Un hommage à Mgr Tissier de Mallerais tel qu’il s’est laissé connaître ici-bas, avant de rejoindre le Royaume du Christ.
Il était capable d’exhorter des confirmands au martyre comme si la chose était pour demain. Être oublié des hommes ne lui disconvenait pas. Il se nourrissait si peu qu’on craignait presque, par bourrasque, que cet ascète s’envole, mais découvrait à ses confrères qu’ il avait vu un film d’action dans l’avion le transportant en Patagonie. Il nourrissait une chienne, dans la propriété des Sœurs, à Saint-Michel-en-Brenne, puis courait jusqu’à un angle du terrain afin d’observer comment l’animal, ayant mâché cet aliment, le distribuait à ses chiots. Il suivait la règle, récitant son bréviaire à heures fixes, se déplaçant de la cellule à l’église la tête inclinée et le buste tendu, à la façon d’un séminariste appliqué. Il se confessait au prêtre avec les mots d’un enfant, mais reprenait le même d’une parole inexacte avec une rigueur qu’aucune considération psychologique ne freinait. Il ne reculait pas devant un trajet de mille kilomètres pour célébrer la messe anniversaire d’un confrère dans une modeste chapelle. Aux repas, tantôt il se tenait dans le silence, laissant les conversations s’écouler, les sourcils froncés ; tantôt il animait des échanges légers roulant sur ceci ou sur cela, le « ceci » et le « cela » n’ayant en commun que l’inattendu. Les traits de son visage exprimaient la rigueur d’un homme qui ne plaisante pas avec la loi divine et assume sans ménagement les impératifs de sa vocation, mais il y avait dans sa gaucherie un je-ne-sais-quoi d’insoupçonnée jeunesse, dans l’éclat et la pureté de son regard le signe du surnaturel. Il contemplait la royauté du Christ le matin, l’après-midi s’extasiait devant la splendeur de quelques pétales du jardin. Dans l’intimité de la communauté, il soutenait manquer de telle ou telle qualité primordiale, mais n’arrivait pas, avec l’âge, à reconnaître que, non, ce n’étaient pas les Sœurs qui chantaient faux, mais bel et bien Monseigneur.

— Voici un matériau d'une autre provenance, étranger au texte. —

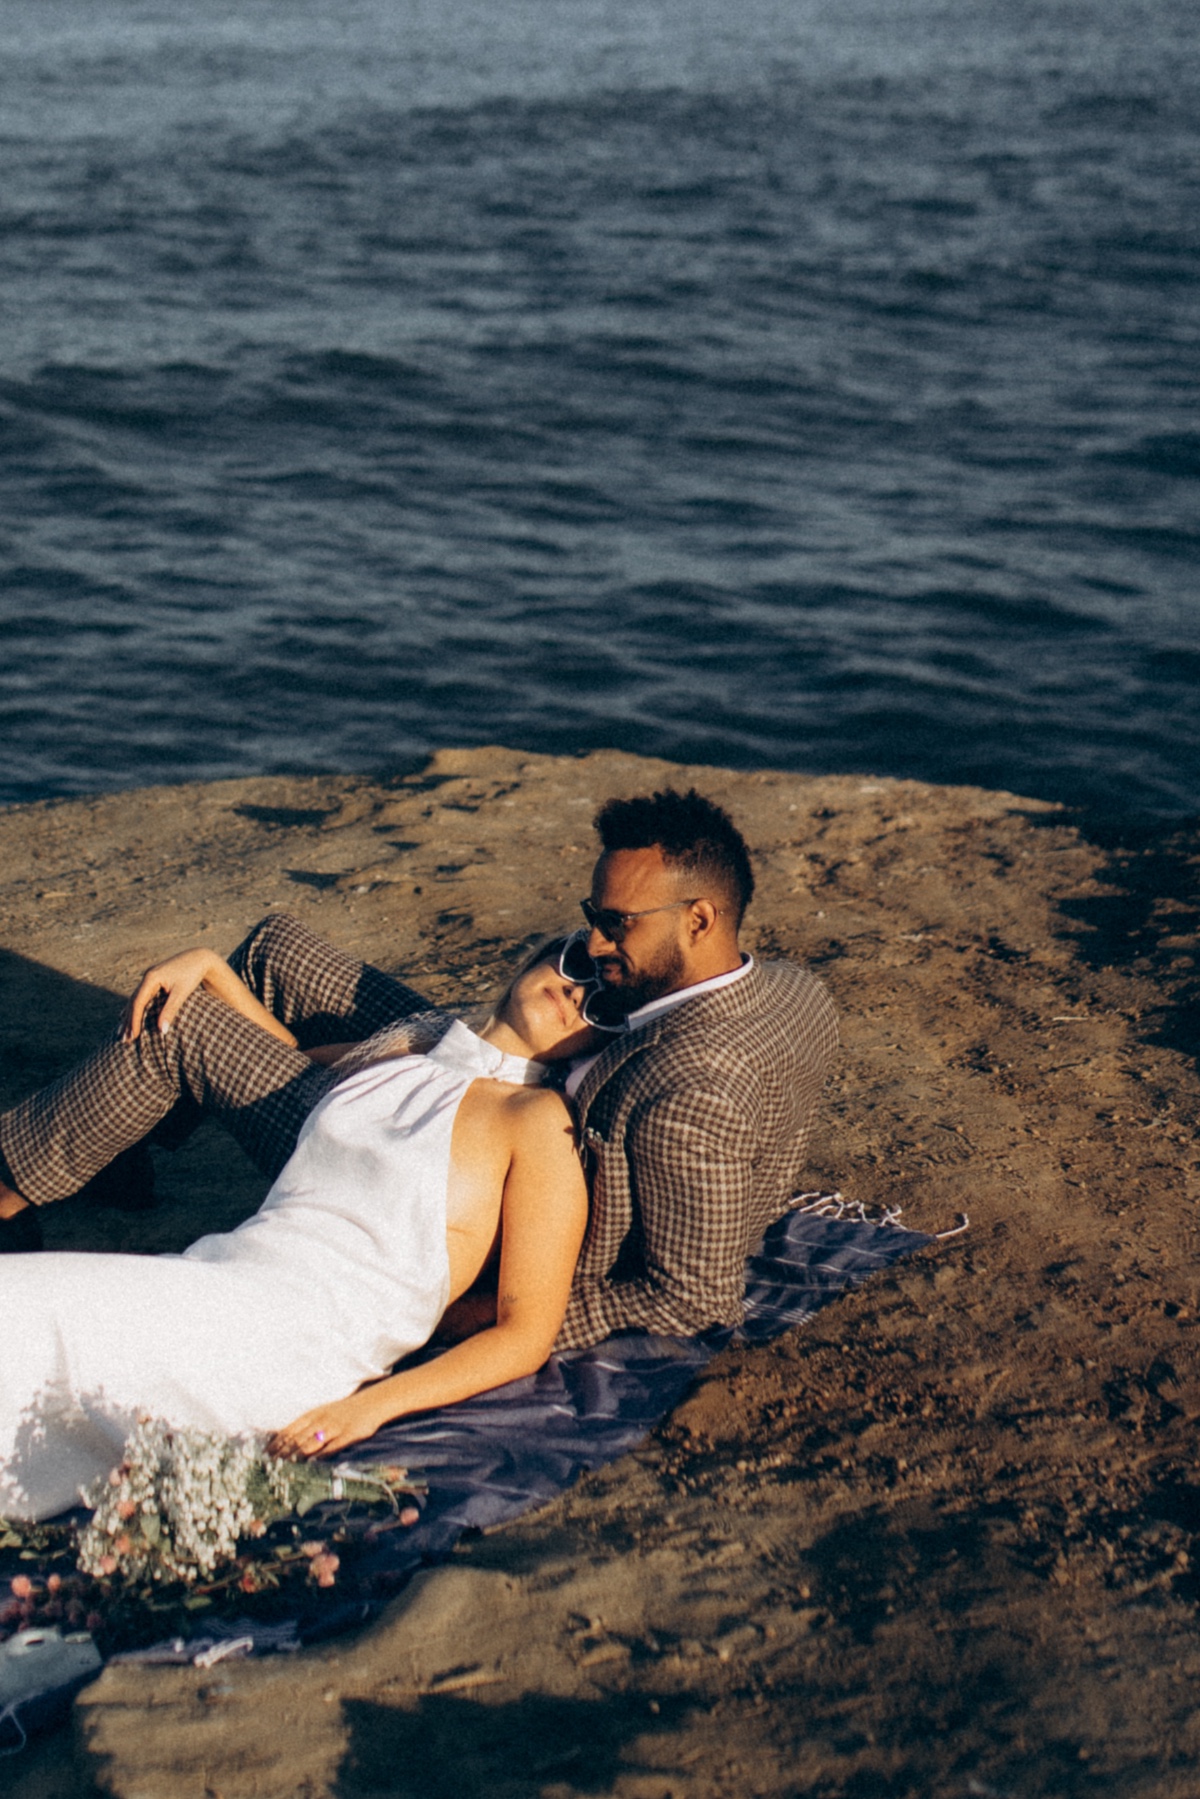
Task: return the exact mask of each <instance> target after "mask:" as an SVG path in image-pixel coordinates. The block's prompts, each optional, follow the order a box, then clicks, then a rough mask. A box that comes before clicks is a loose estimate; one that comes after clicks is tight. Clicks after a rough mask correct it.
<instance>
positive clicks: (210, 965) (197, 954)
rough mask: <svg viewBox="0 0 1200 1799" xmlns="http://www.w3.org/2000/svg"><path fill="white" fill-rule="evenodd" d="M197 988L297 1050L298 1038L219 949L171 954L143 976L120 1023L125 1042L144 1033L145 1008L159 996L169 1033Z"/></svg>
mask: <svg viewBox="0 0 1200 1799" xmlns="http://www.w3.org/2000/svg"><path fill="white" fill-rule="evenodd" d="M198 988H207V989H209V993H214V995H216V997H218V998H219V1000H225V1004H227V1006H232V1009H234V1011H236V1013H241V1016H243V1018H248V1020H250V1022H252V1024H257V1025H261V1029H263V1031H270V1034H272V1036H277V1038H279V1040H281V1042H282V1043H290V1045H291V1047H293V1049H295V1036H293V1034H291V1031H290V1029H288V1025H286V1024H281V1022H279V1018H275V1015H273V1013H268V1009H266V1006H263V1004H261V1002H259V1000H255V997H254V993H252V991H250V988H246V986H245V982H241V980H239V979H237V975H236V973H234V970H232V968H230V966H228V962H223V961H221V957H219V955H218V953H216V950H182V952H180V953H178V955H171V957H169V959H167V961H166V962H157V964H155V966H153V968H148V970H146V973H144V975H142V979H140V982H139V986H137V989H135V991H133V993H131V997H130V1000H128V1004H126V1009H124V1016H122V1020H121V1036H122V1042H126V1043H131V1042H133V1038H137V1036H140V1034H142V1024H144V1020H146V1007H148V1006H151V1004H153V1002H155V1000H157V998H158V995H160V993H164V995H166V998H164V1002H162V1011H160V1013H158V1029H160V1031H169V1029H171V1025H173V1024H175V1020H176V1018H178V1015H180V1007H182V1006H184V1002H185V1000H189V998H191V997H193V993H194V991H196V989H198Z"/></svg>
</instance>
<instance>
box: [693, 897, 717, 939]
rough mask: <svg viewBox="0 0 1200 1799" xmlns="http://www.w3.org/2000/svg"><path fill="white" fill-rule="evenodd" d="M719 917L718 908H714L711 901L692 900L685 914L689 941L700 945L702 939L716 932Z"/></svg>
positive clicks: (694, 899) (710, 899)
mask: <svg viewBox="0 0 1200 1799" xmlns="http://www.w3.org/2000/svg"><path fill="white" fill-rule="evenodd" d="M720 916H721V914H720V908H718V907H714V905H712V901H711V899H693V903H691V908H689V912H687V932H689V935H691V941H693V943H700V939H702V937H709V935H711V934H712V932H714V930H716V921H718V919H720Z"/></svg>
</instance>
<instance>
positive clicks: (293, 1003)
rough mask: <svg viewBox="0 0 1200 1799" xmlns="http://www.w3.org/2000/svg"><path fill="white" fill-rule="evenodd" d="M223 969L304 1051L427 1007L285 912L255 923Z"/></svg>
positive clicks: (402, 987) (393, 978)
mask: <svg viewBox="0 0 1200 1799" xmlns="http://www.w3.org/2000/svg"><path fill="white" fill-rule="evenodd" d="M228 966H230V968H232V970H234V971H236V973H237V975H239V977H241V980H245V984H246V986H248V988H250V991H252V993H254V995H255V998H259V1000H261V1002H263V1006H266V1009H268V1011H270V1013H273V1015H275V1018H279V1020H281V1024H286V1025H288V1029H290V1031H291V1033H293V1034H295V1036H297V1040H299V1043H300V1047H302V1049H313V1047H315V1045H318V1043H349V1042H360V1040H362V1038H367V1036H374V1033H376V1031H383V1029H385V1025H389V1024H394V1022H396V1020H398V1018H407V1016H410V1015H412V1013H417V1011H425V1009H426V1007H428V1000H426V998H423V997H421V995H419V993H417V991H414V988H408V986H405V982H403V980H398V979H396V977H394V975H385V973H383V970H381V968H374V966H372V964H371V962H362V961H358V957H354V955H347V953H345V950H338V948H336V944H333V943H326V941H324V937H318V935H317V934H315V932H311V930H309V928H308V926H306V925H300V923H299V919H295V917H290V916H288V914H286V912H273V914H270V916H268V917H264V919H263V921H261V923H259V925H255V926H254V930H252V932H250V935H248V937H246V939H245V941H243V943H239V944H237V948H236V950H234V953H232V955H230V959H228Z"/></svg>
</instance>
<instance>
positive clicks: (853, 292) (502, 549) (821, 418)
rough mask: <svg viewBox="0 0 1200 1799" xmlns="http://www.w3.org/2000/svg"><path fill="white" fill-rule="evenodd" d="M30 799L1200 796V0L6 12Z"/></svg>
mask: <svg viewBox="0 0 1200 1799" xmlns="http://www.w3.org/2000/svg"><path fill="white" fill-rule="evenodd" d="M0 38H2V41H4V58H2V59H0V153H2V158H4V160H2V167H4V182H2V183H0V533H2V538H0V633H2V635H0V716H2V720H4V730H2V732H0V799H2V801H18V799H29V797H40V795H56V793H85V792H94V790H103V788H113V786H128V784H142V783H153V781H176V779H193V777H216V775H236V774H250V772H270V770H369V772H376V770H378V772H383V770H390V768H398V766H405V765H407V763H410V761H412V759H414V757H417V756H421V754H425V752H428V750H430V748H434V747H437V745H448V743H455V745H468V743H506V745H515V747H525V748H531V750H551V752H569V750H583V748H592V747H599V745H615V747H621V748H628V750H637V752H646V754H655V756H667V757H680V759H694V761H705V763H721V765H732V766H743V768H745V766H775V768H797V770H819V772H826V770H864V772H873V774H894V775H916V777H921V779H930V781H972V783H982V784H988V786H1004V788H1011V790H1018V792H1025V793H1034V795H1045V797H1051V799H1063V801H1069V802H1081V804H1103V806H1106V808H1114V806H1115V808H1117V810H1126V811H1141V813H1166V815H1169V813H1180V811H1189V810H1191V811H1195V810H1196V799H1195V795H1196V777H1198V774H1200V727H1198V723H1196V703H1195V702H1196V680H1198V676H1200V599H1198V576H1196V545H1198V538H1200V534H1198V498H1200V484H1198V477H1200V416H1198V410H1196V399H1198V387H1200V362H1198V338H1200V299H1198V295H1200V282H1198V275H1200V178H1198V171H1200V101H1198V81H1196V76H1198V72H1200V49H1198V43H1196V29H1195V0H1146V4H1139V0H1006V4H1004V5H995V4H993V0H739V4H738V5H729V4H725V0H486V4H484V0H439V4H432V0H340V4H338V5H336V7H329V5H327V4H322V5H317V4H315V0H286V4H281V0H189V5H187V7H184V5H178V4H176V0H103V4H101V0H38V4H29V0H0Z"/></svg>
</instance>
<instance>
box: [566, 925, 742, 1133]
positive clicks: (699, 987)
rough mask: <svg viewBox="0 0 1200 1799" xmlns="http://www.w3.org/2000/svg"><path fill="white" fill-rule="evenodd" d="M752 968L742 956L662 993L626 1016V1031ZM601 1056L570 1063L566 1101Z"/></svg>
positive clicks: (567, 1080) (648, 1023) (707, 990)
mask: <svg viewBox="0 0 1200 1799" xmlns="http://www.w3.org/2000/svg"><path fill="white" fill-rule="evenodd" d="M752 968H754V957H752V955H743V957H741V968H730V970H729V971H727V973H723V975H711V977H709V979H707V980H696V984H694V986H691V988H676V989H675V993H664V995H662V997H660V998H657V1000H646V1004H644V1006H639V1007H637V1011H633V1013H630V1016H628V1020H626V1029H628V1031H637V1029H639V1027H640V1025H644V1024H649V1022H651V1018H662V1015H664V1013H669V1011H675V1007H676V1006H682V1004H684V1000H694V998H696V997H698V995H700V993H716V991H718V988H732V984H734V980H741V977H743V975H748V973H750V970H752ZM612 1042H613V1043H617V1042H621V1038H612ZM603 1054H604V1051H603V1049H597V1051H596V1054H592V1056H583V1058H581V1060H579V1061H576V1063H572V1067H570V1074H569V1076H567V1087H565V1092H567V1097H569V1099H574V1096H576V1094H578V1092H579V1087H581V1083H583V1076H585V1074H587V1072H588V1069H590V1067H592V1063H596V1061H599V1058H601V1056H603Z"/></svg>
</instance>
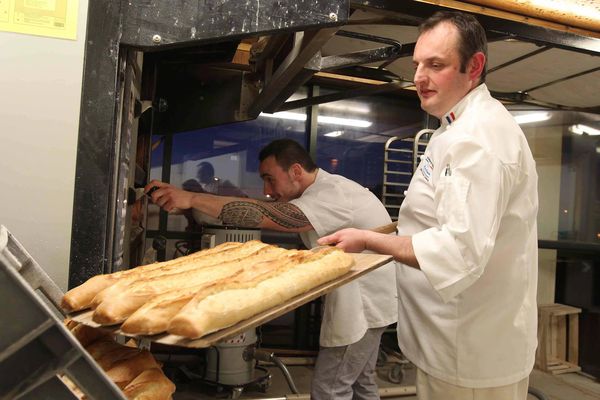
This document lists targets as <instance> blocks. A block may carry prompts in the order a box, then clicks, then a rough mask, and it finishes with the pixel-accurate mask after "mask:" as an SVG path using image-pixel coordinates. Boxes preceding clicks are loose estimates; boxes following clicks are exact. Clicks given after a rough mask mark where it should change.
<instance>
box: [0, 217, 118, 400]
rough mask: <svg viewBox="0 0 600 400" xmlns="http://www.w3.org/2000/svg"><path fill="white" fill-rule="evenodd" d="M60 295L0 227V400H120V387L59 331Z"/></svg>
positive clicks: (80, 346) (68, 333) (73, 342)
mask: <svg viewBox="0 0 600 400" xmlns="http://www.w3.org/2000/svg"><path fill="white" fill-rule="evenodd" d="M61 297H62V292H61V290H60V289H59V288H58V286H56V284H55V283H54V282H53V281H52V280H51V279H50V278H49V277H48V275H47V274H46V273H45V272H44V271H43V270H42V268H41V267H40V266H39V265H38V263H37V262H36V261H35V260H34V259H33V258H32V257H31V256H30V255H29V253H27V251H26V250H25V249H24V248H23V246H22V245H21V244H20V243H19V242H18V241H17V240H16V239H15V238H14V236H12V235H11V233H10V232H9V231H8V229H6V227H4V226H3V225H0V303H1V304H2V307H0V321H2V329H1V331H0V377H1V379H0V399H11V400H12V399H31V400H41V399H52V400H63V399H77V398H78V397H77V396H75V394H73V392H72V391H71V390H70V389H69V388H68V387H67V386H66V384H65V383H64V381H63V377H67V378H68V379H69V380H70V381H72V382H73V383H75V385H77V386H78V387H79V389H81V390H82V391H83V393H85V395H86V396H87V398H89V399H97V400H125V396H124V395H123V394H122V392H121V391H120V390H119V388H118V387H117V386H116V385H115V384H114V383H113V382H111V381H110V380H109V379H108V377H107V376H106V374H105V373H104V371H102V369H100V367H99V366H98V365H97V364H96V362H95V361H94V360H93V359H92V358H91V357H90V355H89V354H88V353H87V352H86V351H85V350H84V348H83V347H82V346H81V345H80V344H79V342H78V341H77V339H76V338H75V337H74V336H73V335H72V334H71V333H70V332H69V330H68V329H67V328H66V327H65V326H64V324H63V321H62V317H63V316H62V314H61V312H60V311H59V310H60V306H59V302H60V299H61Z"/></svg>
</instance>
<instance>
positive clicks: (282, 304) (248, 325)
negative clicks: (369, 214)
mask: <svg viewBox="0 0 600 400" xmlns="http://www.w3.org/2000/svg"><path fill="white" fill-rule="evenodd" d="M353 257H354V266H353V267H352V269H351V270H350V272H348V273H347V274H345V275H342V276H340V277H339V278H336V279H334V280H332V281H329V282H327V283H324V284H323V285H320V286H317V287H315V288H313V289H311V290H309V291H308V292H306V293H304V294H301V295H299V296H296V297H293V298H292V299H290V300H288V301H287V302H285V303H283V304H280V305H278V306H276V307H273V308H270V309H268V310H266V311H263V312H261V313H259V314H256V315H255V316H253V317H251V318H248V319H246V320H243V321H240V322H238V323H237V324H235V325H233V326H230V327H228V328H224V329H221V330H219V331H216V332H213V333H209V334H208V335H205V336H203V337H201V338H198V339H187V338H184V337H181V336H177V335H170V334H159V335H154V336H132V335H128V334H126V333H124V332H121V330H120V329H119V325H112V326H101V325H99V324H97V323H95V322H94V321H92V314H93V311H90V310H88V311H83V312H80V313H75V314H72V315H70V318H72V319H73V320H74V321H77V322H80V323H82V324H85V325H89V326H92V327H96V328H101V329H105V330H107V331H109V332H112V333H115V334H119V335H123V336H130V337H136V338H138V339H141V340H142V341H149V342H155V343H162V344H168V345H174V346H182V347H191V348H205V347H210V346H213V345H214V344H217V343H219V342H221V341H223V340H226V339H228V338H230V337H233V336H236V335H239V334H240V333H242V332H245V331H247V330H248V329H251V328H254V327H256V326H258V325H261V324H264V323H265V322H268V321H271V320H272V319H275V318H277V317H279V316H280V315H282V314H285V313H287V312H289V311H291V310H293V309H295V308H297V307H300V306H301V305H303V304H305V303H308V302H309V301H311V300H313V299H315V298H317V297H319V296H322V295H324V294H326V293H328V292H330V291H332V290H333V289H335V288H337V287H339V286H341V285H344V284H346V283H348V282H350V281H352V280H354V279H356V278H358V277H360V276H362V275H364V274H366V273H367V272H369V271H371V270H374V269H375V268H378V267H380V266H382V265H384V264H387V263H388V262H390V261H391V260H392V257H391V256H385V255H381V254H353Z"/></svg>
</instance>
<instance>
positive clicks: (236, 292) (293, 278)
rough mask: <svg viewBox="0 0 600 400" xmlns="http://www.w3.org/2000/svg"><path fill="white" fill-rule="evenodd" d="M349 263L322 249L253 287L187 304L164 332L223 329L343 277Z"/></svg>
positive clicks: (343, 254) (342, 259) (237, 290)
mask: <svg viewBox="0 0 600 400" xmlns="http://www.w3.org/2000/svg"><path fill="white" fill-rule="evenodd" d="M353 262H354V261H353V258H352V256H350V255H349V254H346V253H344V252H343V251H341V250H338V249H335V248H328V249H322V250H320V251H319V252H317V253H315V254H314V256H313V257H312V258H310V259H309V260H307V262H304V263H301V264H298V265H296V266H295V267H293V268H291V269H289V270H286V271H284V272H283V273H281V274H278V275H276V276H273V277H271V278H269V279H266V280H264V281H262V282H260V283H258V284H257V285H256V286H255V287H252V288H245V289H232V290H225V291H222V292H219V293H215V294H212V295H210V296H208V297H206V298H203V299H200V300H199V301H194V300H192V301H190V302H189V303H188V304H186V305H185V306H184V307H183V308H182V309H181V310H180V311H179V313H177V315H176V316H175V317H174V318H173V319H172V320H171V322H170V323H169V327H168V332H169V333H172V334H176V335H180V336H184V337H188V338H198V337H201V336H204V335H206V334H208V333H210V332H213V331H216V330H219V329H223V328H226V327H228V326H231V325H233V324H235V323H237V322H240V321H242V320H244V319H247V318H249V317H251V316H253V315H255V314H258V313H260V312H262V311H264V310H267V309H269V308H271V307H274V306H276V305H278V304H281V303H283V302H285V301H287V300H289V299H291V298H293V297H295V296H298V295H300V294H302V293H304V292H306V291H308V290H310V289H311V288H313V287H316V286H319V285H321V284H323V283H325V282H327V281H330V280H332V279H335V278H336V277H338V276H341V275H344V274H345V273H347V272H348V271H349V270H350V268H351V267H352V265H353Z"/></svg>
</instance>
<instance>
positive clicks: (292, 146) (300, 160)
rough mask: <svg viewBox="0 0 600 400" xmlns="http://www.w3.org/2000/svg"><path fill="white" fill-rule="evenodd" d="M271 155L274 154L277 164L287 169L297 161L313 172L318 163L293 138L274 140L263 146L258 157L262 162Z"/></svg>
mask: <svg viewBox="0 0 600 400" xmlns="http://www.w3.org/2000/svg"><path fill="white" fill-rule="evenodd" d="M270 156H274V157H275V160H276V161H277V164H278V165H279V166H280V167H281V168H283V169H284V170H286V171H287V170H288V169H290V167H291V166H292V164H295V163H298V164H300V165H301V166H302V168H304V169H305V170H306V171H307V172H312V171H314V170H315V169H316V168H317V164H315V162H314V161H313V160H312V158H310V154H308V152H307V151H306V150H305V149H304V147H302V146H300V144H299V143H298V142H295V141H293V140H291V139H277V140H274V141H272V142H271V143H269V144H268V145H266V146H265V147H263V149H262V150H261V151H260V153H259V154H258V159H259V160H260V161H261V162H262V161H264V160H265V159H266V158H267V157H270Z"/></svg>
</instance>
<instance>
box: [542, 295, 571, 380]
mask: <svg viewBox="0 0 600 400" xmlns="http://www.w3.org/2000/svg"><path fill="white" fill-rule="evenodd" d="M579 313H581V309H580V308H576V307H571V306H566V305H563V304H545V305H540V306H539V307H538V348H537V353H536V358H535V366H536V368H538V369H541V370H542V371H546V372H550V373H552V374H555V375H557V374H564V373H566V372H576V371H581V368H580V367H579V365H578V364H579Z"/></svg>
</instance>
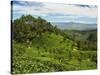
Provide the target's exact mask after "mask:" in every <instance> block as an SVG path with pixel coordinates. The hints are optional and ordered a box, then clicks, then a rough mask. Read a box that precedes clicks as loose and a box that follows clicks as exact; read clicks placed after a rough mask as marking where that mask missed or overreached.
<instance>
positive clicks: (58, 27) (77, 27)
mask: <svg viewBox="0 0 100 75" xmlns="http://www.w3.org/2000/svg"><path fill="white" fill-rule="evenodd" d="M52 24H53V25H57V27H58V28H60V29H68V30H93V29H96V28H97V24H86V23H75V22H67V23H66V22H53V23H52Z"/></svg>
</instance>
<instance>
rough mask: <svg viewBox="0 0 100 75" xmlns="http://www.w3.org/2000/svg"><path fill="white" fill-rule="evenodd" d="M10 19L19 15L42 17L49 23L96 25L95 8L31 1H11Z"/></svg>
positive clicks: (89, 5) (70, 4)
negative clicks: (52, 22) (12, 5)
mask: <svg viewBox="0 0 100 75" xmlns="http://www.w3.org/2000/svg"><path fill="white" fill-rule="evenodd" d="M12 5H13V6H12V7H13V8H12V17H13V19H17V18H19V17H21V15H28V14H30V15H32V16H34V17H38V16H40V17H42V18H44V19H46V20H47V21H49V22H57V23H59V22H65V23H66V22H75V23H86V24H97V6H96V5H79V4H64V3H47V2H33V1H13V4H12Z"/></svg>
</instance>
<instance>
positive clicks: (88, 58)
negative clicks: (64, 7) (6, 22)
mask: <svg viewBox="0 0 100 75" xmlns="http://www.w3.org/2000/svg"><path fill="white" fill-rule="evenodd" d="M96 33H97V31H96V30H91V31H75V30H61V29H58V28H57V26H53V25H52V24H51V23H50V22H47V21H46V20H44V19H42V18H41V17H38V18H34V17H32V16H31V15H27V16H24V15H23V16H22V17H20V18H19V19H16V20H14V21H13V22H12V73H13V74H20V73H38V72H57V71H73V70H90V69H96V68H97V34H96Z"/></svg>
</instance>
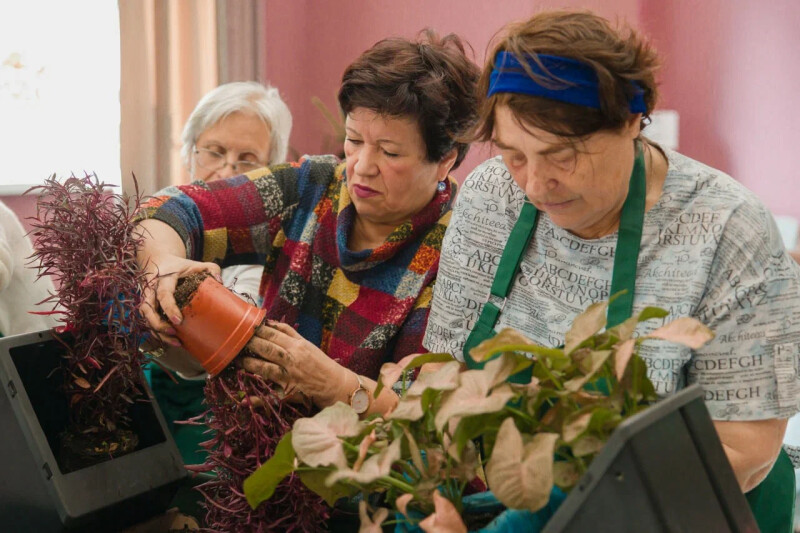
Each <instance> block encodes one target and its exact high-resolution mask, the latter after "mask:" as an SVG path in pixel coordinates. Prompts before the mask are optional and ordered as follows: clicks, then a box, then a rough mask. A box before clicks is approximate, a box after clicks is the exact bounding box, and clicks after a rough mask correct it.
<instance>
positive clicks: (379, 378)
mask: <svg viewBox="0 0 800 533" xmlns="http://www.w3.org/2000/svg"><path fill="white" fill-rule="evenodd" d="M453 360H454V359H453V356H452V355H450V354H449V353H426V354H421V355H420V354H411V355H407V356H405V357H403V358H402V359H401V360H400V361H398V362H397V363H385V364H384V365H383V366H382V367H381V372H380V377H379V378H378V386H377V387H375V392H374V393H373V396H374V397H375V398H377V397H378V395H379V394H380V393H381V391H382V390H383V388H384V387H391V386H392V385H394V384H395V383H397V380H399V379H400V376H401V375H402V374H403V372H405V371H406V370H413V369H415V368H418V367H420V366H422V365H424V364H426V363H446V362H448V361H453Z"/></svg>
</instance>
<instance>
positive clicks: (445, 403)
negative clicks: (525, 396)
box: [434, 355, 516, 431]
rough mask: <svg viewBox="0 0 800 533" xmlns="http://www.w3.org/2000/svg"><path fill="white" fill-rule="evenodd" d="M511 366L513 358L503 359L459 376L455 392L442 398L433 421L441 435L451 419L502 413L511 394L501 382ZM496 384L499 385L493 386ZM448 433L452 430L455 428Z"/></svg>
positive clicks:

Ce dossier ne propose point le portrait d’un serviteur de Dieu qu’il s’agirait de canoniser. Nous chercherons à montrer Bernard Tissier de Mallerais tel qu’il s’est laissé connaître, maintenant que nous avons pleuré son départ, puisque nous l’avons pleuré : pas seulement pour ce qu’il incarnait – d’abord une constance, et aussi la vieille France, et encore une forme de surplomb de l’éternité sur le temps. Mais simplement parce que nous l’avons aimé, de même que nous, avec lui, avons aimé Mgr Marcel Lefebvre.
C’est un deuxième décès à distance du premier. Le 25 mars 1991, nous avions perdu notre Père. La Providence a maintenu, pendant un tiers de siècle, pour l’Église et pour la Tradition, celui qui, comme l’abbé Paul Aulagnier, fut un « ange gardien » de Mgr Lefebvre, selon l’expression que ce dernier avait choisie. Mgr Tissier de Mallerais a exercé pendant ce laps de temps, peut-être à son corps défendant, le rôle que jouent les frères aînés après la disparition du père de famille. Il a prolongé son maître qui, comme tout évêque catholique, prolongeait lui-même Jésus-Christ.
Que le nom du Seigneur soit béni, qui dispose, place et déplace ; éphémère est l’ici-bas. Qu’il veuille seulement unir, autour des cœurs de Jésus et de sa mère, ces chers défunts afin que, s’embrassant en paradis, ils intercèdent auprès de Marie en faveur des âmes qui, laïques, ou bien consacrées et vêtues de noir, de blanc ou de brun, souhaitent que triomphe l’Église de toujours.